Intervention de Jacques Legendre

Commission d'enquête Frontières européennes et avenir espace Schengen — Réunion du 3 janvier 2017 à 11:5
Audition de M. Yves Bertoncini directeur de l'institut jacques delors

Photo de Jacques LegendreJacques Legendre :

Vous avez parlé de la difficulté ou de l'impossibilité de tenir une frontière. Historiquement, ce n'est pas vrai. Pendant des années, la France a eu des frontières qui étaient complètement contrôlées. Il suffisait d'y mettre les moyens. Nous avons choisi de démanteler progressivement les moyens que nous mettions à la frontière en termes de lignes de douane. Dans le folklore du Nord, on se souvient encore des douaniers qui, avec leurs chiens, traquaient les passeurs de tabac entre la France et la Belgique. Était-ce très utile ? Je n'en suis pas persuadé et je crois que personne ne plaide pour un tel retour. Ceux que l'on traquait à la frontière, c'étaient les étrangers éventuellement animés d'intentions belliqueuses, par exemple à la frontière franco-allemande. C'était surtout du contrôle économique. Nous sommes entrés dans une autre période. On ne peut pas dire qu'il est impossible de tenir une frontière. Pour un pays comme la France, c'est possible, mais cela coûte cher et ce n'est pas nécessairement économiquement rentable. On a fait un autre choix, celui d'un espace de circulation.
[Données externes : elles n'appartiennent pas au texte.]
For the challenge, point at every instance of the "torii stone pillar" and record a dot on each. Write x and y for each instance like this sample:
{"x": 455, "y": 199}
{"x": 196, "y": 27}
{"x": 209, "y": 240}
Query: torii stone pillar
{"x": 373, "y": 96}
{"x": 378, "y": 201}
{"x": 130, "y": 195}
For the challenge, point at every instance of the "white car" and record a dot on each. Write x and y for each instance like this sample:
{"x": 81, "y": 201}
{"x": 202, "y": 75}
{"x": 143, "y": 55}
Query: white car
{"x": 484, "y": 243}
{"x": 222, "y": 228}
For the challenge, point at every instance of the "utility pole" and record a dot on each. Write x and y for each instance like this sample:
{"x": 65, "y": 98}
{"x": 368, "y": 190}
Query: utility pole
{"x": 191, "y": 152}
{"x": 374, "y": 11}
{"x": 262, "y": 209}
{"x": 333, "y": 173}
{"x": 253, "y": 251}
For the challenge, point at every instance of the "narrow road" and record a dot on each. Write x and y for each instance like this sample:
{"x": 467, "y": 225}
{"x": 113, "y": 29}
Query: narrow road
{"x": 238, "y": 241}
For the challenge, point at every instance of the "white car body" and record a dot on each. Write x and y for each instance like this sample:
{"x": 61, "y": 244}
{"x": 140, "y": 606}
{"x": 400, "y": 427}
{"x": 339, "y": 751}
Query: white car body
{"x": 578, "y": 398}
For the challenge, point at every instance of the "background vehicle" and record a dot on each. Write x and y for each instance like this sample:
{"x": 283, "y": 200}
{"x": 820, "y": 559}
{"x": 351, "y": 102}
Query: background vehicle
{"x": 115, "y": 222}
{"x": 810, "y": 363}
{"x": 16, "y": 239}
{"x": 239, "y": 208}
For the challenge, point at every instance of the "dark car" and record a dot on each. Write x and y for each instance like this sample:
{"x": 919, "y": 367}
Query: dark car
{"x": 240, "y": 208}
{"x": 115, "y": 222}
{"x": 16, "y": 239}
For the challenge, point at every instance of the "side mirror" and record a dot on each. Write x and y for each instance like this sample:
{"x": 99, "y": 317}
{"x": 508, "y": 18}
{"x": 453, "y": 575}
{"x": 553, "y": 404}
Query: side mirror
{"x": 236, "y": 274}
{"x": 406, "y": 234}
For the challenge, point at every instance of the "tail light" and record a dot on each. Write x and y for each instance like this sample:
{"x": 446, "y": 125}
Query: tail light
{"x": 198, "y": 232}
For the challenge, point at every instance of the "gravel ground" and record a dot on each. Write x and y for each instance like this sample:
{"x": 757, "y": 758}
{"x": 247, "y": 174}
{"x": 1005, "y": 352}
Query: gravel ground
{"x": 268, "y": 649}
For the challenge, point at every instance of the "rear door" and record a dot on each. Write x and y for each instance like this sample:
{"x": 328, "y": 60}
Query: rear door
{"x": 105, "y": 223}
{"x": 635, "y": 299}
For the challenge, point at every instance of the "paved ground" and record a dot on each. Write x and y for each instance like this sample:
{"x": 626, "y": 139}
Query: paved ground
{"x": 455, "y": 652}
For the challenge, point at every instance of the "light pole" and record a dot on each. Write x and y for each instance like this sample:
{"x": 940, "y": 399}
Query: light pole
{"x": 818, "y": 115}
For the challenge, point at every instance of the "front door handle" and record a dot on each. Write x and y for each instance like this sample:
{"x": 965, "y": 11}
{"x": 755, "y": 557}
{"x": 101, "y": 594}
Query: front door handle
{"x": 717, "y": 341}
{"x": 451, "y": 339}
Vous avez raison de dire que c'est sans doute l'un des acquis les plus populaires de l'Union européenne. Mais était-il logique de diminuer comme on l'a fait, de manière très importante, les contrôles internes, alors que nous n'avions plus de douaniers ? Les contrôles de police sont tout de même assez aléatoires. Salah Abdelslam a été contrôlé par la gendarmerie française au poste de péage autoroutier de Cambrai. Il y a eu sans doute en Belgique un dysfonctionnement interne, puisque les services belges consultés n'avaient rien qui justifiait une arrestation. C'est une demi-heure après que les gendarmes ont relâché l'intéressé qu'un nouvel avis est arrivé de Bruxelles informant qu'il fallait le garder. Cela s'est passé non à la frontière, mais à un poste de péage autoroutier, qui se situe à quarante kilomètres de la frontière et qui est physiquement le seul endroit où il y a un contrôle entre Bruxelles et Paris. S'y trouvent parfois les douaniers, souvent les gendarmes, et les voitures sont obligées de s'arrêter pour payer le péage. Voilà la réalité perçue de la frontière.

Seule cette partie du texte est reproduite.